The reason the sentence struck me is that it's not the first time I've said that to her, and the prior time had to do with a different sinful behavior. Am I, I wondered, a stuck record blandly repeating an all-purpose platitude, or do I really believe that many -- if not most -- of the sins people commit are broken and counterproductive attempts to acquire a real good in their lives.
I suppose, if sin is distributed in a bell curve, as most things are, you would find a few saints at one end, more and more giving themselves to God's way of doing things at the expense of their own. At the other, you would find approximately the same percentage doing things against God's way, again at the expense of their own ("He'd cut off his nose to spite his face" is the way they would summarize that where I grew up).
And in the middle, you find the nice, the comfortable, the go-along-to-get-along, and somewhere on the one downslope or the other of that curve, you would find the "looking for love in all the wrong places."
I don't have anything profound to say about that bell curve. On the one hand, enlightened self-interest can add to social civility. "You treat other people well, and they'll treat you well," is not the Golden Rule, but if it's practiced, there's less chaos than if it's not.
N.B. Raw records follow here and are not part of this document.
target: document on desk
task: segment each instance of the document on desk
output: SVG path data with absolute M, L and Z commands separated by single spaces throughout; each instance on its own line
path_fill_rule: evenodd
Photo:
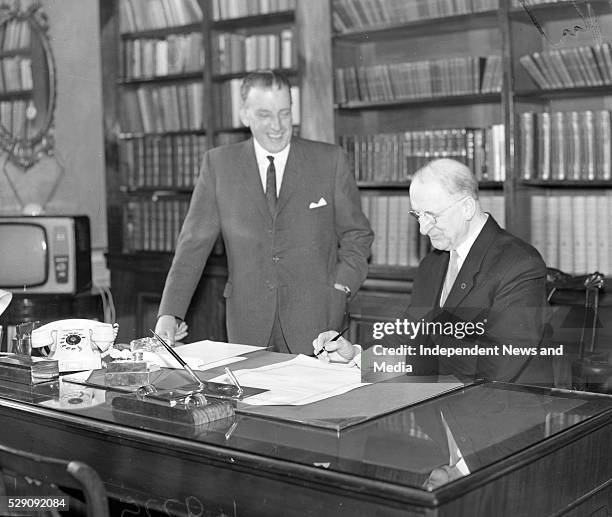
M 269 390 L 242 401 L 254 406 L 301 406 L 367 384 L 361 382 L 359 368 L 326 364 L 305 355 L 252 370 L 234 370 L 234 375 L 243 386 Z M 225 375 L 212 380 L 228 382 Z
M 178 345 L 175 350 L 194 370 L 208 370 L 216 366 L 243 361 L 244 357 L 240 357 L 241 355 L 264 348 L 262 346 L 239 345 L 206 339 L 186 345 Z M 144 359 L 152 364 L 164 368 L 182 369 L 178 361 L 166 350 L 145 352 L 144 355 Z

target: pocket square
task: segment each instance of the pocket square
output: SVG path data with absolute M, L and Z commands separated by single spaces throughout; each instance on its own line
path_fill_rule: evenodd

On the other hand, in the Gospels, Christ always seems to show a special love for the "looking for love in all the wrong places" folks. As in the case of the Samaritan Woman, he pointed out the dead ends where they were searching for what they needed and where to find what would be real and deep and lasting. He was also quite impatient with those who were pleased and comfortable with themselves for following the rules (which may be another example of looking for love in all the wrong places), even over against the ones who participated in making the chaos (for example, the Publican and the Pharisee).
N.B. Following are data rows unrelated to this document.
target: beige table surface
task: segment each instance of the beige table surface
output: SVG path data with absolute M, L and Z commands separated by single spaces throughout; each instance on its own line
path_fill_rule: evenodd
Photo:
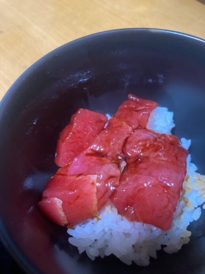
M 55 48 L 99 31 L 174 30 L 205 39 L 205 0 L 0 0 L 0 100 Z

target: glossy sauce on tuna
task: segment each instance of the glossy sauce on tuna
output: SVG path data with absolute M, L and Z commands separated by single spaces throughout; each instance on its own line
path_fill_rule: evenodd
M 168 229 L 188 152 L 177 137 L 145 128 L 157 106 L 129 94 L 105 128 L 103 114 L 75 114 L 61 135 L 56 162 L 63 167 L 46 184 L 42 211 L 57 224 L 74 225 L 110 199 L 128 220 Z

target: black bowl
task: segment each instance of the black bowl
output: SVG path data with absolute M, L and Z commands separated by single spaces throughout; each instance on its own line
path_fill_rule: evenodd
M 65 228 L 37 207 L 57 170 L 59 133 L 79 108 L 110 114 L 129 93 L 174 113 L 179 137 L 191 138 L 193 161 L 205 173 L 205 41 L 157 29 L 93 34 L 50 52 L 13 84 L 0 105 L 0 239 L 28 273 L 205 273 L 205 214 L 177 253 L 159 251 L 140 267 L 114 256 L 91 261 L 68 242 Z

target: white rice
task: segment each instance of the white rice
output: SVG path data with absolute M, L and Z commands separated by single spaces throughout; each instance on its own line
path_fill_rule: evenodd
M 170 134 L 174 127 L 173 113 L 158 107 L 152 112 L 146 128 Z M 188 149 L 191 140 L 182 138 L 181 143 Z M 156 251 L 161 249 L 162 245 L 166 246 L 164 250 L 167 253 L 178 251 L 183 245 L 188 243 L 191 233 L 186 228 L 191 222 L 199 218 L 201 210 L 198 206 L 205 202 L 205 176 L 197 173 L 197 169 L 191 163 L 189 155 L 183 191 L 168 231 L 129 222 L 118 214 L 109 201 L 96 218 L 67 230 L 73 236 L 69 238 L 69 243 L 78 248 L 80 253 L 85 251 L 92 260 L 98 256 L 103 258 L 113 253 L 127 265 L 133 261 L 139 266 L 148 265 L 150 257 L 157 258 Z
I've never quite gotten my mind wrapped around the notion that in Orthodoxy, sin is not transgressing a law but "missing the mark." But that's the key to it, isn't it? "Looking for love in all the wrong places." Looking for release from pain in addiction, looking for affirmation in illicit love affairs, looking for spiritual reality in fortune-telling and spiritualism, looking for recognition and respect in power games. In all those cases -- and more, more, more -- there is something real and important and needful at the core of it, but those pursuits can't fill the need and instead make the need harder to fill and bring their own next level of chaos, disharmony, anti-cosmos, in a downward spiral.
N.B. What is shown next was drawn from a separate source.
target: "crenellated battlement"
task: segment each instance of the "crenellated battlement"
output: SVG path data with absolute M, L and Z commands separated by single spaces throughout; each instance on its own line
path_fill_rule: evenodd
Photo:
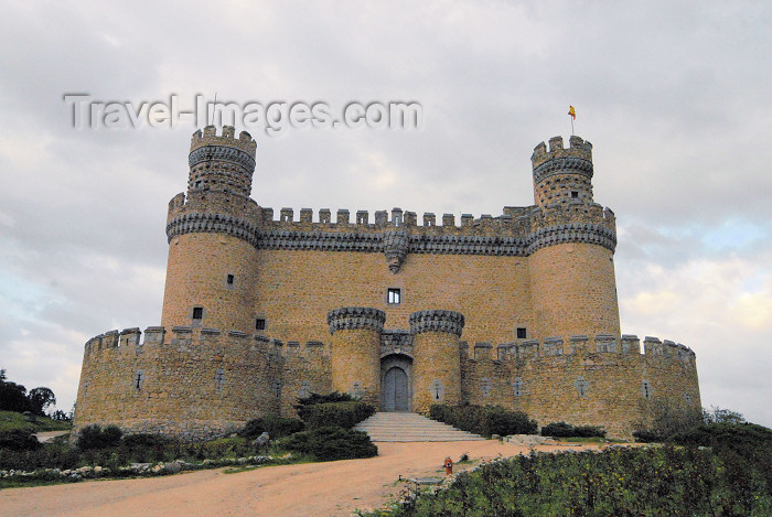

Or that downward spiral can make plain how false and hopeless is the attempt to fill the need outside God's providence. Hitting bottom (the sooner the better) is the place of spiritual poverty at which we receive the Kingdom of Heaven. Knowing to give up the ineffective treatments of both the woman caught in adultery and her captors can bring us to that place of emptiness where God can fill us.
And of course in true Christ-like fashion, He turns the whole bell curve inside out and upside down. Even as we pray several times a day for "calm and ordered lives," He proclaims disgust for the comfortable, the go-along-to-get-along, the lukewarm and states a preference for the hot or the cold. It's a paradox, not a contradiction, but it leaves us, once again, on the high wire with nothing to depend on but God's own guidance. And that tiny umbrella that the wire-walkers carry.
And the last shall be first, and the first last.